Ich weiß nicht, ob ich mich darüber freuen soll. Einerseits bin ich froh, Gregor nicht gleich wieder verlassen zu müssen. Andererseits schmerzt seine Nähe, jetzt da ich weiß, dass es eine Frau und ein Kind in seinem Leben gibt. Und dass er mich nicht hier haben will.

Zum Glück begegne ich seiner Familie an diesem Abend nicht mehr. Ich höre ihre Stimmen im Flur, als sie zurückkommen. Kurz darauf tritt Grietje mit einem Krug und drei Bechern in die Stube.

»Die Herrin hat Kopfschmerzen und sich bereits auf ihr Zimmer zurückgezogen. Sie nimmt ihr Abendessen dort ein. Soll ich jetzt auftragen, Mijnheer?«

Gregor winkt sie zerstreut heran.
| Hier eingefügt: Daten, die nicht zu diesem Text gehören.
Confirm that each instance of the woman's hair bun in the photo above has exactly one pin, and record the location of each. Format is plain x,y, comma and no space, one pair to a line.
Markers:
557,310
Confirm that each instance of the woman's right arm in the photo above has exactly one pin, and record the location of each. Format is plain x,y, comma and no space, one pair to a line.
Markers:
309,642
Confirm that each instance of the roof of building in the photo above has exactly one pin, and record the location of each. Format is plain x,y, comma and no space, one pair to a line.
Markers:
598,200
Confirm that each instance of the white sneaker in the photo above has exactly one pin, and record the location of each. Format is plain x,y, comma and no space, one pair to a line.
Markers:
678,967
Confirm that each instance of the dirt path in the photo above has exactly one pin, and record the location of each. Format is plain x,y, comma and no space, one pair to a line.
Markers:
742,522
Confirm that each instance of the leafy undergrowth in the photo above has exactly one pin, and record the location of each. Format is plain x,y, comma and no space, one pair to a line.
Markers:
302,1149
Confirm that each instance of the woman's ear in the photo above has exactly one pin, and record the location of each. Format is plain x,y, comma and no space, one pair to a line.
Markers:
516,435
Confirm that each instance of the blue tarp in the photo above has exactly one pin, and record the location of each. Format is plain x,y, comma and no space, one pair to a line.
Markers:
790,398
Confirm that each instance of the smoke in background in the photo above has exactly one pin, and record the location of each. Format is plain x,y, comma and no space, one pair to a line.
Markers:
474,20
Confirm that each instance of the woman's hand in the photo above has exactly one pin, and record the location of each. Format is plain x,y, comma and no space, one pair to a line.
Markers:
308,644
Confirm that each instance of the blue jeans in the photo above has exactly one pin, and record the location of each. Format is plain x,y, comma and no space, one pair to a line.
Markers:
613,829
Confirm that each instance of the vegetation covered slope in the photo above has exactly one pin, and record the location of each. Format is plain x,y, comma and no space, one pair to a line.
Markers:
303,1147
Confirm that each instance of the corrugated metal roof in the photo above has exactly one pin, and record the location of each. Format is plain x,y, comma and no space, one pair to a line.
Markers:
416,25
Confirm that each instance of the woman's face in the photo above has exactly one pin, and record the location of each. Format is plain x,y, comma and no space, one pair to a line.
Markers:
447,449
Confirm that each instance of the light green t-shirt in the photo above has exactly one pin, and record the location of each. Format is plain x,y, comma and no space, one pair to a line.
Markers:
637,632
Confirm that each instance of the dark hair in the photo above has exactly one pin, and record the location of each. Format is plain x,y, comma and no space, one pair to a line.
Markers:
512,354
Nach und nach füllt sich der Tisch vor uns mit einer duftenden Mahlzeit aus Bier, Koteletts, Rüben und Brot.

»Willst du dich nicht zu uns setzen?«, fragt Melissa Grietje in holprigem Niederländisch, als alles aufgedeckt ist.

Aber Grietje sieht sie nur entgeistert an und verlässt dann schnell das Zimmer. Melissa quittiert es mit einem Schulterzucken. Ihr muss klar sein, dass diese Frage höchst unkonventionell ist, aber ich glaube, sie hält diese ganze Zeitreise für ein großes Spiel.

Melissa greift zu, als hätte sie seit Tagen nichts mehr zu essen bekommen. Aber ich kriege keinen Bissen herunter. Noch immer hallen Gregors Worte in meinem Kopf: Meine Frau mag es nicht, unangekündigten Besuch im Haus zu haben. Er mustert mich besorgt. Wahrscheinlich erinnert er sich daran, wie ich in Irland und Frankreich bei jeder Gelegenheit herzhaft zugeschlagen habe.

»Es geht ihr nicht gut, falls du dich das fragst«, sagt Melissa in bissigem Ton, als sie Gregors Blicke bemerkt.

»Melissa, bitte!«, flehe ich.

Ich weiß, es ist ihr Beschützerinstinkt, der mit ihr durchgeht. Doch ihr Tadel ist völlig unangebracht. Ich kann Gregor unmöglich vorwerfen, dass er sich nach unserer Trennung neu verliebt hat. Dass er geheiratet und ein neues Leben begonnen hat.

»Ich würde gerne aufs Zimmer gehen«, sage ich, weil ich die gedrückte Stimmung im Raum einfach nicht mehr ertrage.

Gregor schluckt und nickt. Ich habe das Gefühl, er möchte etwas sagen, aber dann steht er auf, um nach Grietje zu rufen.

Gemeinsam mit der Dienstmagd steigen Melissa und ich auf den Speicher, wo ein Bett steht, das gerade groß genug für uns beide ist. Eine in Tüchern eingewickelte Wärmepfanne sorgt dafür, dass uns nicht zu kalt wird. Die Laken sind frisch aufgezogen und zwei Nachthemden liegen auf den Kopfkissen. Vermutlich sind sie von Gregors Frau. Ich werde ihre Gegenwart selbst im Schlaf nicht abschütteln können.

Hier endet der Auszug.